Suppression of over voltage in SiC-based inverter fed induction motor

Abstract

ABSTRACT Silicon carbide (SiC) based inverters are widely used due to their fast switching and ability to withstand high temperatures and Voltage. This helps to increase efficiency and reduces switching losses compared to the silicon-based inverter. However, this fast-switching device causes an increase in the Voltage at the junction of the cable and motor due to the reflected wave. The main causes of overvoltage are cable/motor impedance mismatch, fast-switching inverter devices (IGBT), and inverter-motor separation. To extend the induction motor lifespan, overvoltage reduction is necessary.
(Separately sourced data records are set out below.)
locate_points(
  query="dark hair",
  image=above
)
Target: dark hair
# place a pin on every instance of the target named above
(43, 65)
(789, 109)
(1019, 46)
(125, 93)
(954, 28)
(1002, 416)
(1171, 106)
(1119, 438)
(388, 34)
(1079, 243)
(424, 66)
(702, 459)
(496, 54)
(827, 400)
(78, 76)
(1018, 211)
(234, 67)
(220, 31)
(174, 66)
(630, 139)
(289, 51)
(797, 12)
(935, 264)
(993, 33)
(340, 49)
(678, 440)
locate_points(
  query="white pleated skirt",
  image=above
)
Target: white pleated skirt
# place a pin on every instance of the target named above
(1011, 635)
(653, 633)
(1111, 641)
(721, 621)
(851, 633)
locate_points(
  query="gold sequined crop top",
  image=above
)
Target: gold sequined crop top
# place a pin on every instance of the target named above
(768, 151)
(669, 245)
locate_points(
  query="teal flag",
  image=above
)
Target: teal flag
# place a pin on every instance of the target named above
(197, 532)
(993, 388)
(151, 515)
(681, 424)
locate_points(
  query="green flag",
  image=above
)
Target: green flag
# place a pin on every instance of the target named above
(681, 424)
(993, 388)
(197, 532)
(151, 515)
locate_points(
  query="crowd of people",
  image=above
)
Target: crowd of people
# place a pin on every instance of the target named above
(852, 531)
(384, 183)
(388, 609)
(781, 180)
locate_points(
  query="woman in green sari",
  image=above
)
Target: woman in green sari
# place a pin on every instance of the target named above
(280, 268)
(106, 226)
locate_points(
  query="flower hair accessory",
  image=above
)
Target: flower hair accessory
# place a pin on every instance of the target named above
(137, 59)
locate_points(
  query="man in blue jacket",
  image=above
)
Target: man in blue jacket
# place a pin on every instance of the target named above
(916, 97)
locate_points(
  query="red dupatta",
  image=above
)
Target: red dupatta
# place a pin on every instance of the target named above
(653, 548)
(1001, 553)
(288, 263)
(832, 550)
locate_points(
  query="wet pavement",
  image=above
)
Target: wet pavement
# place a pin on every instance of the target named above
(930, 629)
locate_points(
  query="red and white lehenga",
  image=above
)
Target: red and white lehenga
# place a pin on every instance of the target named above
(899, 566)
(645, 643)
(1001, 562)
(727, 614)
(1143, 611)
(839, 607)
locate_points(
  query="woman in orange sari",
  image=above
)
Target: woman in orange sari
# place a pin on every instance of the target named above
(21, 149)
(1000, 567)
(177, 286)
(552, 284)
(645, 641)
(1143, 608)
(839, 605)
Passive and active filters solve the problem, but passive filters are bulky and have high power loss. This paper presents a shunt active filter approach for an inverter-fed induction motor to reduce overvoltage. To show the effectiveness of the proposed approach, the findings were compared to the topology of the clamp-type active filter already in use. The shunt active filter used Proportional Integral (PI) and fuzzy controllers to generate reference current according to the Synchronous Reference Frame (SRF) theory. Harmonics in the power system were removed using the SRF theory. The unique aspect of this work is how the reference current is produced in the shunt active filter using the SRF theory. The proposed shunt active filter with a fuzzy controller was added to the hardware implementation to achieve better results than previous active filters.